In contrast, a web app served through Instart Logic’s streaming network would load the non-unique HTML up front, then the NanoVisor, followed by CSS and JavaScript components. Next, Instart Logic would load a portion of the first image a user should see on a page. It would then load the rest of the HTML and load up a portion of the other key images required for a user to get a full flavor of the page. At that point, the application is ready for user interaction. Instart Logic will subsequently stream down the remaining bytes of the images or Flash files in order of importance in the background.
To be clear, Instart Logic’s provides much of the functionality as a CDN. It has the capability to cache static assets close to the end-user and can deliver first and middle-mile network acceleration from the origin server to the edge. Instart Logic optimizes TCP/IP at the network layer to speed up HTML transfer. They also tightly manage connection settings between PoPs to save time by keeping connections open longer. But the real secret sauce is what happens in the last mile, which is where the client-server connection between the NanoVisor and the AppSequencer lives and where today’s CDNs have the least to offer. The full package is a replacement for CDNs (and ADNs), the company claims.
When I ran the concept by those who build out today’s leading CDNs, they said it definitely should work if executed well. The segments Instart Logic appears to be targeting are media, travel sites, game sites, and e-commerce sites. As I mentioned in my last post, I could see a noticeable difference in web performance in site load and response times, when Instart Logic’s execs demoed the product for me.

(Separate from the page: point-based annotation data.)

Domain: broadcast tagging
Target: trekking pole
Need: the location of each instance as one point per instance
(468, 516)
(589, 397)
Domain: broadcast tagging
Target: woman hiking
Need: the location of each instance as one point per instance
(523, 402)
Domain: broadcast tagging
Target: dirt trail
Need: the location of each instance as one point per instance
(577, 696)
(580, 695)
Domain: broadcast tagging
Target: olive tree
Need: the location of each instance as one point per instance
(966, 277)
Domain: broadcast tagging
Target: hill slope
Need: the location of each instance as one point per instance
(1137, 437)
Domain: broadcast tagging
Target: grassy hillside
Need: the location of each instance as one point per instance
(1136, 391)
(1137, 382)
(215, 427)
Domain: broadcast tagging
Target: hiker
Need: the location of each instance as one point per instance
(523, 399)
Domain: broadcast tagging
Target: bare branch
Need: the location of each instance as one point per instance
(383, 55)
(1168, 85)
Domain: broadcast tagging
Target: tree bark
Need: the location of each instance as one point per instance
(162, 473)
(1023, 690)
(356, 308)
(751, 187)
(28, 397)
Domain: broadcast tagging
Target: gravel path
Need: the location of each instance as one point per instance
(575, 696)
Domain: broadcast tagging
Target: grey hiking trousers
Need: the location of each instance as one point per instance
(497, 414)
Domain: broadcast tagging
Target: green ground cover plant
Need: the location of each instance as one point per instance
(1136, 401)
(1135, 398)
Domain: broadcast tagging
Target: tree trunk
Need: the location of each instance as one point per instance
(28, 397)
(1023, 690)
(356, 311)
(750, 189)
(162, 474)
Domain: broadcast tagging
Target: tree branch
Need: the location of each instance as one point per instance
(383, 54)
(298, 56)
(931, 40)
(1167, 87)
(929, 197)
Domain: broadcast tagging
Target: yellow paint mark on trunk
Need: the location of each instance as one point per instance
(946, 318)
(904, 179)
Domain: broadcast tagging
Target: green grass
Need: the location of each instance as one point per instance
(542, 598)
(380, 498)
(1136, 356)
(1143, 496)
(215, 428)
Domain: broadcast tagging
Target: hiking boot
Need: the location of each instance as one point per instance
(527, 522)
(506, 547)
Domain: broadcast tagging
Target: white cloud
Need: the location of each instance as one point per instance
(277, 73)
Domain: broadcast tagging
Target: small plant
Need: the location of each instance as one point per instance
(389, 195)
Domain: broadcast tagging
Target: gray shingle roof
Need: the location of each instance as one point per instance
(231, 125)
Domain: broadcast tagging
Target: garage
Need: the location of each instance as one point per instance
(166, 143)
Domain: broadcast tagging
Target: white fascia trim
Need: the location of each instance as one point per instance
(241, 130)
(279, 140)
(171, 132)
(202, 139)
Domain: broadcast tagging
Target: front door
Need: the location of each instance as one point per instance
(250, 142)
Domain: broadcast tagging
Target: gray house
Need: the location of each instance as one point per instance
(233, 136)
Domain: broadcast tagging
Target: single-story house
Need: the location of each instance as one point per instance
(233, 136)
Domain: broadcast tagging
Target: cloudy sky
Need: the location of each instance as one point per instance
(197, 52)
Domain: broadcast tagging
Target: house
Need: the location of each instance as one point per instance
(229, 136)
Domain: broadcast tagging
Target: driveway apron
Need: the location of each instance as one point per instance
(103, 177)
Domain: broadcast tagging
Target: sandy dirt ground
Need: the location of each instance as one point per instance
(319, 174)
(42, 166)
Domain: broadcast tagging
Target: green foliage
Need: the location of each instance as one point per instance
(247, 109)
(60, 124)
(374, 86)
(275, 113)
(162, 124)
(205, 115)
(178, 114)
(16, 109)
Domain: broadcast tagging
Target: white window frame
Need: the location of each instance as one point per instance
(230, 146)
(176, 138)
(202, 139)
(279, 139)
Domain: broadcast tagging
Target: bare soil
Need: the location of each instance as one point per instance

Even more interesting, Instart Logic showed me before-and-after side-by-side demos on sites that aren’t even their customers, using live production sites pulled in through the Instart Logic service.
It’s too early to know whether Instart Logic’s technology can represent a true paradigm shift in the industry. But of all the startups in the space right now who are trying to solve some of the hurdles of streaming web applications to mobile devices, Instart Logic seems to be the most interesting. The company has recently announced its first set of customers with some case studies on their website.